Julia driver

How the Julia bridge detects, provisions, and drives the runtime.

@mcmcjs/julia is the bridge to the Julia ecosystem. It detects and bootstraps the toolchain, manages a pinned managed project, and runs inference as a subprocess implementing the engine runner contract. It is the one place that touches Julia.

Toolchain detection and setup

detectJulia and detectJuliaup locate the installed tools and their versions; planSetup and runSetup install juliaup and Julia when they are missing. doctor rolls these into the HealthReport the CLI prints. This is what mcmc setup and mcmc doctor call.

Version management

The version commands wrap juliaup channels: list, add, remove, default, update, and gc. A channel is a moving target (release) or a concrete version (1.10); mcmc julia version surfaces these directly.

The managed project

Inference does not run in your global Julia environment. The bridge provisions an isolated, per-user managed project (a Project.toml plus a resolved Manifest.toml) holding the packages a fit needs: Turing, FlexiChains, DimensionalData, MCMCChains, JuliaBUGS, AdvancedHMC, ForwardDiff, JSON, and StableRNGs. ensureProject provisions and precompiles it.

The managed project directory is keyed by the concrete Julia version and by any package pins, so each version resolves its own compatible Manifest and each distinct set of pins gets its own environment. This is why mcmc fit --versions and --package-versions can compare versions without one Manifest interfering with another. Package pins are validated against the managed set, and version strings are sanitized before they are interpolated into generated Julia source.

The driver process contract

The fit and predict runners invoke driver.jl, a one-shot driver:

  • It reads a run-request JSON file (the resolved spec plus data) given as its argument and runs it through the fit library’s request handler.
  • On success it prints a single line of provenance JSON to stdout (the resolved package versions and run metadata) and writes the MCMCChains-JSON samples file.
  • On failure it prints one-line JSON to stderr ({ error, stage }) and exits nonzero.
  • Progress streams to stderr as {"mcmcjs":"progress"} lines, which the FitRunner parses into FitProgress callbacks; sampled draws stream as NDJSON batches for --stream-out.
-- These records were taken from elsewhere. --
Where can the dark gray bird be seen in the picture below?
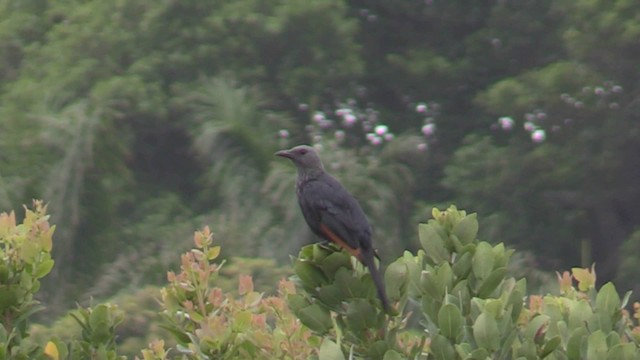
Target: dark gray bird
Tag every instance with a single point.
(332, 213)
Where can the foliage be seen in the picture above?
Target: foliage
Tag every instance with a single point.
(135, 118)
(25, 252)
(470, 308)
(467, 306)
(208, 323)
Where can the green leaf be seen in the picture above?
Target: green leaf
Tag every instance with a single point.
(335, 261)
(462, 265)
(574, 344)
(579, 313)
(467, 229)
(330, 351)
(550, 346)
(627, 351)
(43, 268)
(536, 328)
(441, 348)
(316, 318)
(608, 300)
(485, 332)
(483, 261)
(492, 282)
(330, 295)
(450, 321)
(597, 346)
(432, 244)
(360, 315)
(309, 274)
(393, 355)
(396, 278)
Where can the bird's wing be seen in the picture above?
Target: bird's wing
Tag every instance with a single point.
(338, 215)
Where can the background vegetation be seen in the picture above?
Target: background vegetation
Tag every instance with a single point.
(139, 121)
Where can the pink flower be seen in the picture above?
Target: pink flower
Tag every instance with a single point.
(538, 136)
(428, 129)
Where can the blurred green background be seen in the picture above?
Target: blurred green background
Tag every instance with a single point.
(140, 121)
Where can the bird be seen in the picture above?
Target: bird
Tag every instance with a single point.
(333, 213)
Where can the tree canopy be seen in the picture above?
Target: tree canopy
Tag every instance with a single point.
(140, 120)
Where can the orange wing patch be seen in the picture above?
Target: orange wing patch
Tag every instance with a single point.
(336, 239)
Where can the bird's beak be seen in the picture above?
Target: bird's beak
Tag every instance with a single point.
(284, 153)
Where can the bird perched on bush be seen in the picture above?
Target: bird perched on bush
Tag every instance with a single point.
(332, 213)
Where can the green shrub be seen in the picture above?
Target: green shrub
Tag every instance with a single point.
(453, 299)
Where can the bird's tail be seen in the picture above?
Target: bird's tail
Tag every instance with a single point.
(368, 260)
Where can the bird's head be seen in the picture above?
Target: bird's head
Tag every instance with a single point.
(303, 156)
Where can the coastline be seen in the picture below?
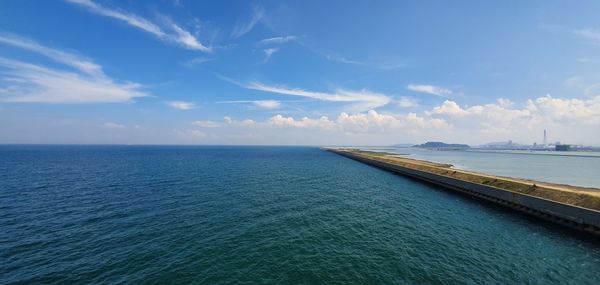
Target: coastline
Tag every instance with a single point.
(571, 206)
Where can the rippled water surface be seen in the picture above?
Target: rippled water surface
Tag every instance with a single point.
(223, 215)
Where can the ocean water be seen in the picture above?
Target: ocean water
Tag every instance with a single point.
(259, 215)
(572, 168)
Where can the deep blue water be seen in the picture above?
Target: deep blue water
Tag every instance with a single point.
(245, 215)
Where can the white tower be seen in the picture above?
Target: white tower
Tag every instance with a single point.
(544, 137)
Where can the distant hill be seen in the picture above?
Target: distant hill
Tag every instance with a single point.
(441, 145)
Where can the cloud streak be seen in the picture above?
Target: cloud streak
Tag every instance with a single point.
(429, 89)
(279, 40)
(269, 52)
(363, 99)
(32, 83)
(243, 28)
(181, 105)
(70, 59)
(175, 33)
(589, 34)
(39, 84)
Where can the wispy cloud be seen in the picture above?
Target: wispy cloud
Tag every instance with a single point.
(589, 34)
(76, 61)
(364, 99)
(206, 124)
(176, 34)
(370, 64)
(262, 104)
(85, 83)
(112, 125)
(44, 85)
(182, 105)
(407, 102)
(269, 52)
(243, 28)
(429, 89)
(197, 61)
(267, 104)
(279, 40)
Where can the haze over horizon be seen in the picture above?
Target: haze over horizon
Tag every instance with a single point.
(308, 72)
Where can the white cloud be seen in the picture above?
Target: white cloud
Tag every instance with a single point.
(368, 122)
(281, 121)
(267, 104)
(369, 64)
(429, 89)
(111, 125)
(181, 105)
(503, 118)
(364, 99)
(407, 102)
(206, 124)
(269, 52)
(43, 85)
(76, 61)
(243, 28)
(192, 134)
(176, 34)
(197, 61)
(38, 84)
(279, 40)
(262, 104)
(243, 123)
(589, 34)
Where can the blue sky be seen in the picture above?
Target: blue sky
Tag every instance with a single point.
(299, 72)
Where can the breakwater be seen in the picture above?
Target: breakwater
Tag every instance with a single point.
(567, 206)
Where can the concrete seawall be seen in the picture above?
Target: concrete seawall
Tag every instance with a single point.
(578, 218)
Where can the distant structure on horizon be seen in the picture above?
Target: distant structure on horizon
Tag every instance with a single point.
(442, 146)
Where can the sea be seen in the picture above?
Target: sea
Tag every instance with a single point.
(570, 168)
(85, 214)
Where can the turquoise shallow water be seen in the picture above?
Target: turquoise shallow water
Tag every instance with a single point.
(572, 168)
(246, 215)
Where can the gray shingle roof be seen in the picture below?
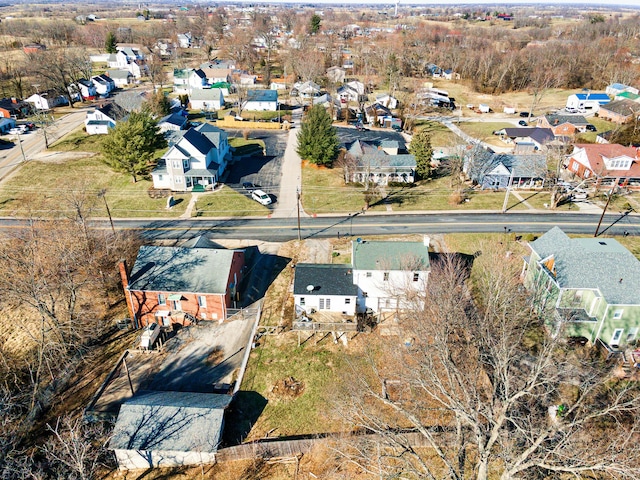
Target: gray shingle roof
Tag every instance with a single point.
(327, 279)
(170, 421)
(373, 255)
(592, 263)
(179, 269)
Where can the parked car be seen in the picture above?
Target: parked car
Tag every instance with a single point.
(261, 197)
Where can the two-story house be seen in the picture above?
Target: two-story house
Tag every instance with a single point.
(196, 161)
(169, 285)
(607, 164)
(589, 286)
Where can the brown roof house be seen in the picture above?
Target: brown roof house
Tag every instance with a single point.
(177, 285)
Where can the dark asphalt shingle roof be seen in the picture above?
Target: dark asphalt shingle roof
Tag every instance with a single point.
(181, 270)
(592, 263)
(327, 279)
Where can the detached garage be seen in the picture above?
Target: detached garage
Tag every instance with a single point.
(169, 429)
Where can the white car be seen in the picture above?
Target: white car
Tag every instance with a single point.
(261, 197)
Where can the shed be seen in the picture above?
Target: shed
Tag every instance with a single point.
(168, 429)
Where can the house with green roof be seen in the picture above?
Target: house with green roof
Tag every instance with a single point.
(389, 274)
(591, 286)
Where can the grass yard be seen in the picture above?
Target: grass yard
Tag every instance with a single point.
(45, 188)
(226, 202)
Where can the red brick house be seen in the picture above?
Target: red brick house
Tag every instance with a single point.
(177, 285)
(607, 163)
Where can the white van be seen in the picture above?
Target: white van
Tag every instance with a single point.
(261, 197)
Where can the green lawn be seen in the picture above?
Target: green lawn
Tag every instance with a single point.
(226, 202)
(44, 188)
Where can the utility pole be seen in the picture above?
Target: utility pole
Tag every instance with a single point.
(298, 205)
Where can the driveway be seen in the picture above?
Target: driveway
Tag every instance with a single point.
(263, 170)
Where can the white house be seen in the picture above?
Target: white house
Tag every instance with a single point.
(44, 101)
(208, 99)
(103, 84)
(168, 429)
(121, 78)
(261, 100)
(389, 274)
(325, 287)
(196, 161)
(587, 101)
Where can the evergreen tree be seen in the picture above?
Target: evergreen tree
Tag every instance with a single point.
(110, 43)
(318, 138)
(131, 145)
(314, 24)
(420, 147)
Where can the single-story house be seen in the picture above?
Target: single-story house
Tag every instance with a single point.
(177, 285)
(208, 99)
(173, 121)
(168, 429)
(261, 100)
(325, 287)
(589, 101)
(589, 285)
(498, 170)
(608, 163)
(563, 125)
(620, 111)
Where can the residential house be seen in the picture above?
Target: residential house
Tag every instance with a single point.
(261, 100)
(168, 429)
(617, 88)
(47, 100)
(103, 84)
(98, 121)
(587, 101)
(178, 285)
(387, 100)
(325, 287)
(389, 275)
(620, 111)
(499, 170)
(529, 138)
(173, 122)
(121, 78)
(336, 74)
(380, 163)
(83, 89)
(208, 99)
(196, 161)
(590, 285)
(12, 107)
(563, 125)
(606, 163)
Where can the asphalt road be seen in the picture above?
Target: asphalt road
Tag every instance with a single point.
(284, 229)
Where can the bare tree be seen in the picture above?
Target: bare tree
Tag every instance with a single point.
(473, 387)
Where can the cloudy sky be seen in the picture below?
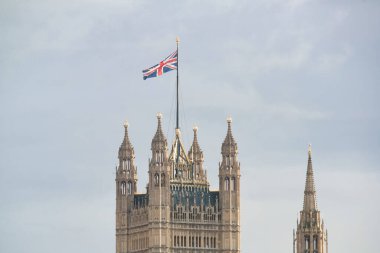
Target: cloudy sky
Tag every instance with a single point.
(289, 72)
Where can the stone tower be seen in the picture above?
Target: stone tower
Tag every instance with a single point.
(178, 212)
(311, 236)
(229, 188)
(126, 181)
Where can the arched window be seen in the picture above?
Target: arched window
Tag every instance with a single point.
(156, 179)
(315, 243)
(233, 184)
(307, 243)
(123, 188)
(162, 179)
(227, 184)
(130, 188)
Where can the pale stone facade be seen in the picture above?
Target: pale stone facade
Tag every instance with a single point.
(311, 235)
(178, 212)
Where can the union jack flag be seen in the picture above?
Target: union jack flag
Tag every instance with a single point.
(170, 63)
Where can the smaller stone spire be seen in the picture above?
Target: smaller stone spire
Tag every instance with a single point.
(310, 199)
(195, 149)
(229, 145)
(126, 149)
(159, 137)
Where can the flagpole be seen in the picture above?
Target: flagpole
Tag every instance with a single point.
(177, 125)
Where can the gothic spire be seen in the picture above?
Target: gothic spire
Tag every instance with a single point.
(229, 145)
(126, 149)
(159, 140)
(195, 149)
(310, 199)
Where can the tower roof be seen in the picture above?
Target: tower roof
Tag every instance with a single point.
(126, 148)
(195, 148)
(229, 145)
(310, 199)
(159, 137)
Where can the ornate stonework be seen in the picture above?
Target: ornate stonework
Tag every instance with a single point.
(178, 212)
(311, 236)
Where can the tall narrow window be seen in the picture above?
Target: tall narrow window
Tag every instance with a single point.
(307, 243)
(156, 179)
(123, 188)
(162, 179)
(227, 184)
(129, 188)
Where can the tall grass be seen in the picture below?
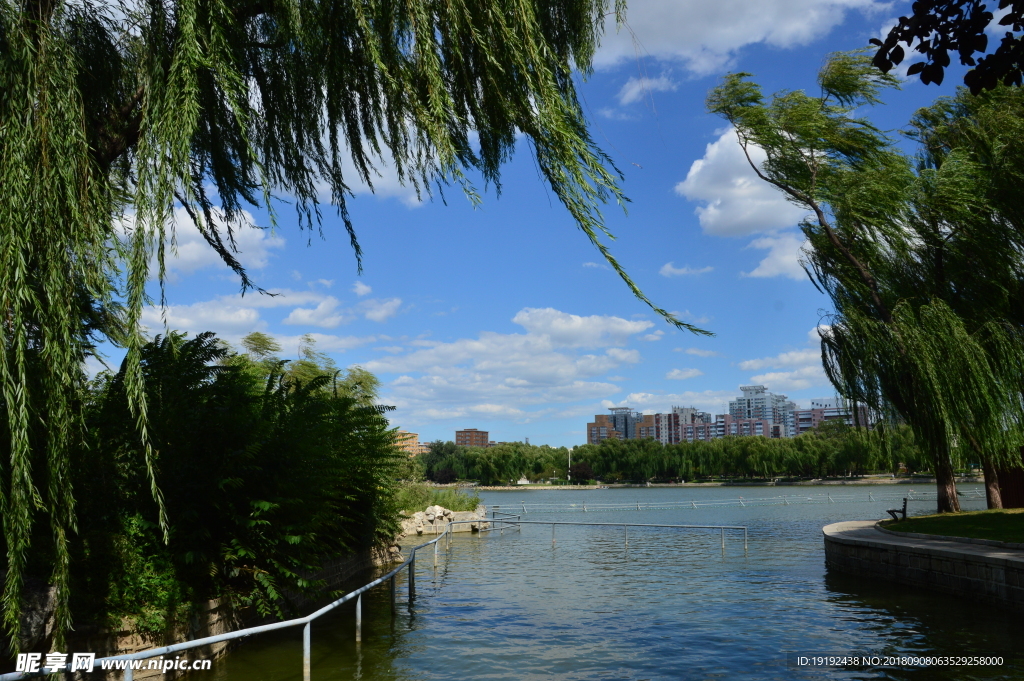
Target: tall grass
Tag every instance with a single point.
(415, 497)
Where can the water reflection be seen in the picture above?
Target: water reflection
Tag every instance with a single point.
(672, 605)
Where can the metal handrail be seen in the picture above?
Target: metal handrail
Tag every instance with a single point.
(306, 621)
(624, 525)
(781, 500)
(243, 633)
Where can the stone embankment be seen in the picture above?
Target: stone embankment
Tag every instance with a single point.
(436, 518)
(984, 571)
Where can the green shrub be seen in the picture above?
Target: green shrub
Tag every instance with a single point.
(416, 497)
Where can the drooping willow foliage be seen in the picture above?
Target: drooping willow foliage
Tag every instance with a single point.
(112, 114)
(924, 265)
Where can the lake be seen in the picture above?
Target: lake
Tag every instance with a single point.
(670, 605)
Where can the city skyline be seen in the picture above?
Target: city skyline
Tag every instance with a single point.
(503, 316)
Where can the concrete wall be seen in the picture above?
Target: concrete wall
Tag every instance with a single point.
(993, 576)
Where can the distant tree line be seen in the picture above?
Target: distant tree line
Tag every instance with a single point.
(833, 450)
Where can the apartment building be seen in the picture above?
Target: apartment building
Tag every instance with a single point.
(622, 423)
(472, 437)
(758, 403)
(682, 424)
(830, 409)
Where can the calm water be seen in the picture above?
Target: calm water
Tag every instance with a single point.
(670, 606)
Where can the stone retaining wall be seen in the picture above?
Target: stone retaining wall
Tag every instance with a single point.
(436, 518)
(996, 577)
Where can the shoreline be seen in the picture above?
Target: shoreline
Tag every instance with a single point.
(691, 485)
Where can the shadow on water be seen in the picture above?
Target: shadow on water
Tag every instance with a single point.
(909, 621)
(670, 605)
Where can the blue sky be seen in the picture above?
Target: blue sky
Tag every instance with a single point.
(504, 317)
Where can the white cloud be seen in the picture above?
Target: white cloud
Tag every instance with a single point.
(803, 367)
(669, 270)
(187, 251)
(379, 310)
(698, 352)
(736, 201)
(235, 315)
(784, 253)
(560, 358)
(325, 314)
(683, 374)
(229, 321)
(574, 331)
(637, 88)
(714, 401)
(706, 36)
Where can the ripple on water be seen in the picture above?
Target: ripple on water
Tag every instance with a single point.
(669, 606)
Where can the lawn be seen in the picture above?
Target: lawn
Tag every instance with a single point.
(1000, 525)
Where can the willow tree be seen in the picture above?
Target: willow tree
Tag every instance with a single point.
(892, 245)
(112, 114)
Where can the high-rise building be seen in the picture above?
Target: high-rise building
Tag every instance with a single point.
(471, 437)
(726, 425)
(677, 426)
(757, 402)
(623, 423)
(828, 409)
(602, 428)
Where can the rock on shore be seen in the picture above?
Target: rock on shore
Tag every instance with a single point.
(436, 518)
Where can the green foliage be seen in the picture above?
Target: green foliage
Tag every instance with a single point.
(997, 525)
(416, 497)
(264, 478)
(923, 264)
(114, 114)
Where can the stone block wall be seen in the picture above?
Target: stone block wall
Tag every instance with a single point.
(991, 578)
(436, 518)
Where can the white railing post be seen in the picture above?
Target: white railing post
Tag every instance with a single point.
(306, 671)
(358, 619)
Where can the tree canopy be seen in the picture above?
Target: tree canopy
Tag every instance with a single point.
(922, 261)
(941, 27)
(112, 114)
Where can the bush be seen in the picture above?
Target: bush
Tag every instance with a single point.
(417, 497)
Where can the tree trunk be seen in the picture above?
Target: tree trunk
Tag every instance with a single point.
(992, 495)
(946, 485)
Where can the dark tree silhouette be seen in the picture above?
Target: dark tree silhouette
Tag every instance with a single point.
(941, 27)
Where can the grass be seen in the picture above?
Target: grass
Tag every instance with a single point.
(999, 524)
(415, 497)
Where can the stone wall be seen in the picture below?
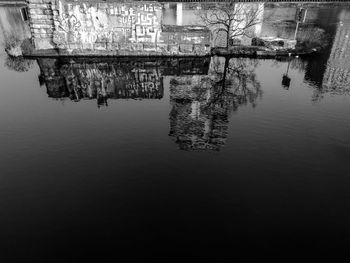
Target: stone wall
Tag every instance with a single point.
(42, 14)
(114, 27)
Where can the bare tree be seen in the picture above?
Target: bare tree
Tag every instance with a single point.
(232, 17)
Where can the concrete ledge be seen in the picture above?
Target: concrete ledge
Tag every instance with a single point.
(52, 53)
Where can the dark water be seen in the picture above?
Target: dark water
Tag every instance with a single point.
(159, 157)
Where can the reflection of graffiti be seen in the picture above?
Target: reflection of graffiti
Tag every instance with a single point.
(99, 80)
(195, 122)
(105, 79)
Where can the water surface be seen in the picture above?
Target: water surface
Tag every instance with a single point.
(158, 155)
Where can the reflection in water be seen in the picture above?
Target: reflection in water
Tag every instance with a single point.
(201, 105)
(18, 64)
(118, 79)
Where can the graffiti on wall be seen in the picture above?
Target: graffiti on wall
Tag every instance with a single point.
(89, 24)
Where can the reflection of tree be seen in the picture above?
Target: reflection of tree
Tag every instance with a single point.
(201, 105)
(234, 81)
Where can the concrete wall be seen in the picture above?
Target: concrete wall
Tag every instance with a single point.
(124, 27)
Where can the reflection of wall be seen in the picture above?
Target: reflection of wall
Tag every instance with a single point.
(104, 79)
(196, 122)
(101, 80)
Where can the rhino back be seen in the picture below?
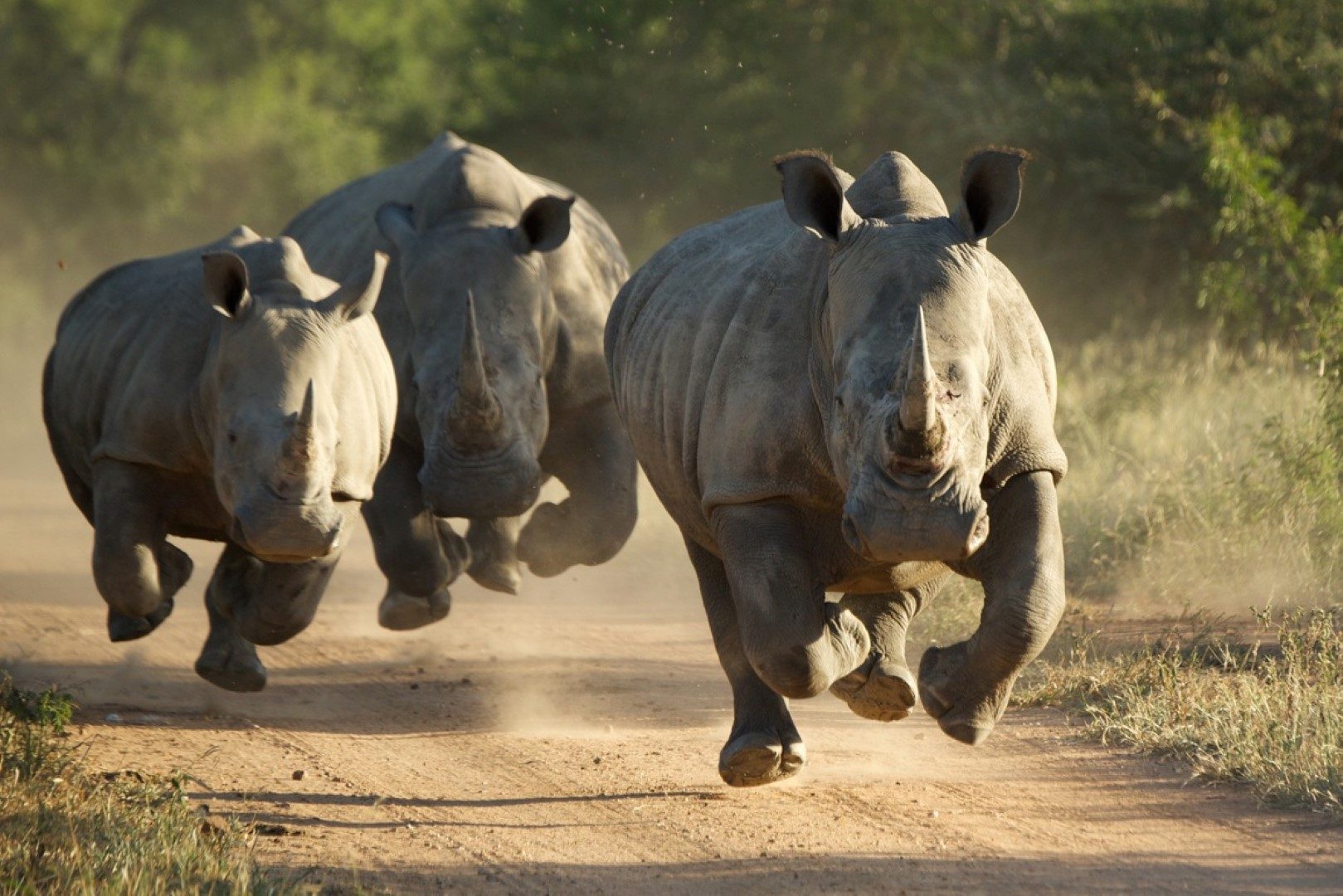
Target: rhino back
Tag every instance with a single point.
(124, 367)
(708, 353)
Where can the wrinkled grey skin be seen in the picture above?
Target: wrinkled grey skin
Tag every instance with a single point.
(227, 394)
(493, 310)
(845, 391)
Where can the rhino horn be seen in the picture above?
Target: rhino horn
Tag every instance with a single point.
(475, 414)
(299, 445)
(919, 402)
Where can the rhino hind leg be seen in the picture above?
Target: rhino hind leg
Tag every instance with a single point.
(884, 688)
(418, 553)
(765, 744)
(493, 544)
(136, 570)
(590, 453)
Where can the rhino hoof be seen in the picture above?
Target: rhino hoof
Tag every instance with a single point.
(123, 627)
(245, 674)
(401, 611)
(761, 758)
(496, 577)
(878, 689)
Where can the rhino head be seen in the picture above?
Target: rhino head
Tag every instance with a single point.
(479, 304)
(282, 469)
(906, 351)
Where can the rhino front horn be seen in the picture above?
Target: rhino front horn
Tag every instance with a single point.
(475, 414)
(919, 403)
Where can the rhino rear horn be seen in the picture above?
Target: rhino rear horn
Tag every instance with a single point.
(301, 444)
(353, 299)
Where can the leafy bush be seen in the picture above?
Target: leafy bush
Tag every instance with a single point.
(66, 829)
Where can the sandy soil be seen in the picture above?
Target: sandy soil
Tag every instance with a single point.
(566, 740)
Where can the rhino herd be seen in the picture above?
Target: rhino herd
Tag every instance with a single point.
(839, 394)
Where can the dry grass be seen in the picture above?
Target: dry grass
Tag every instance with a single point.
(1198, 479)
(65, 829)
(1271, 718)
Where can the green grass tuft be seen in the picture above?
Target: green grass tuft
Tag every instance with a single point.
(66, 829)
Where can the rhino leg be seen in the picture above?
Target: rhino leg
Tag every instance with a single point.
(588, 451)
(251, 602)
(493, 546)
(884, 688)
(136, 570)
(418, 553)
(765, 744)
(796, 642)
(966, 687)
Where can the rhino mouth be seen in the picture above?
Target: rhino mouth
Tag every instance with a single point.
(286, 540)
(893, 519)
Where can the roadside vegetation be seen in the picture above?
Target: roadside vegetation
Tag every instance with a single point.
(1268, 715)
(69, 829)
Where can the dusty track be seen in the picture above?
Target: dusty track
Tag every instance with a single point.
(566, 740)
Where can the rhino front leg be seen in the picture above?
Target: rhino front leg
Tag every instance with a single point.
(765, 744)
(418, 553)
(136, 570)
(966, 687)
(493, 546)
(884, 688)
(251, 602)
(796, 642)
(588, 451)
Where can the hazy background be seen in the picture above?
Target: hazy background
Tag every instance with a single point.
(1178, 234)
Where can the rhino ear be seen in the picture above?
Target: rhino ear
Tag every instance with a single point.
(544, 226)
(814, 197)
(990, 191)
(395, 223)
(226, 282)
(356, 299)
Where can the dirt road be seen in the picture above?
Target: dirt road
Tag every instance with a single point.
(564, 740)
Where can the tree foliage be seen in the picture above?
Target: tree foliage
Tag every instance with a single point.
(137, 125)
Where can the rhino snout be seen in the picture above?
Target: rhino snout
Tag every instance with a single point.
(898, 531)
(289, 536)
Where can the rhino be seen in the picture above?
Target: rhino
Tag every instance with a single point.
(493, 312)
(845, 391)
(229, 394)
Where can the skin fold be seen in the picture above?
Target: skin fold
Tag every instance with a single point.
(846, 394)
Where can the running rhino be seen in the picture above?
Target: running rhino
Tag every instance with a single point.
(493, 310)
(845, 391)
(223, 392)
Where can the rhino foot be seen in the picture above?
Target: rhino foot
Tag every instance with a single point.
(401, 611)
(123, 627)
(965, 711)
(496, 577)
(881, 689)
(761, 758)
(234, 666)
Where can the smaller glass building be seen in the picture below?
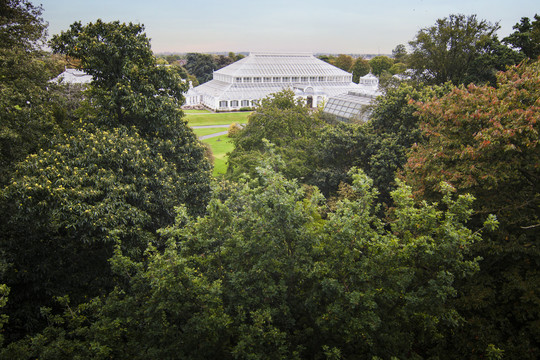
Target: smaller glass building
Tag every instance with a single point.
(354, 106)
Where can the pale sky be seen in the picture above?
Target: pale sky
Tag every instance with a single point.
(333, 26)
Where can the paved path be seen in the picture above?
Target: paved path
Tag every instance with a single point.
(213, 135)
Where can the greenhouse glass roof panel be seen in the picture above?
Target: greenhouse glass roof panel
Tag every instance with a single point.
(273, 64)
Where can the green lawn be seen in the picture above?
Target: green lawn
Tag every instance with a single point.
(198, 119)
(197, 111)
(208, 131)
(220, 145)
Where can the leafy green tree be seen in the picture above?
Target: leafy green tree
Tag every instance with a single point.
(397, 68)
(380, 64)
(295, 285)
(344, 62)
(484, 141)
(447, 50)
(27, 118)
(262, 275)
(526, 37)
(67, 206)
(285, 122)
(130, 90)
(360, 68)
(164, 309)
(400, 54)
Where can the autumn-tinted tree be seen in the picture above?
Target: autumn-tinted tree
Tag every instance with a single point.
(526, 37)
(484, 141)
(379, 147)
(360, 68)
(447, 50)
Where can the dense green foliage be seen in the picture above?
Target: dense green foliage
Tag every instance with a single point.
(130, 90)
(263, 276)
(27, 116)
(526, 37)
(484, 141)
(69, 205)
(460, 49)
(115, 176)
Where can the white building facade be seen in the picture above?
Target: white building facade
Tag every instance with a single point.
(245, 82)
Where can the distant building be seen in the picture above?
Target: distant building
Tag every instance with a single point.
(245, 82)
(355, 105)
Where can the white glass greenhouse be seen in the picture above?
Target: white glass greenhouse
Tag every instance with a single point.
(354, 105)
(245, 82)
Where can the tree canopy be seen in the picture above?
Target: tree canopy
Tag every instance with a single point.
(483, 140)
(526, 37)
(448, 50)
The driver requests a stable chain type and converts whatever the sampler returns, so Turing’s in-memory chain-type change is absorbed here and never reaches the rest of the system.

Persistent workers

For repeated fits, worker.ts keeps a Julia process warm behind a socket so a fit skips Julia’s startup and load cost. This is the --daemon path and the mcmc daemon group; see Manage Julia.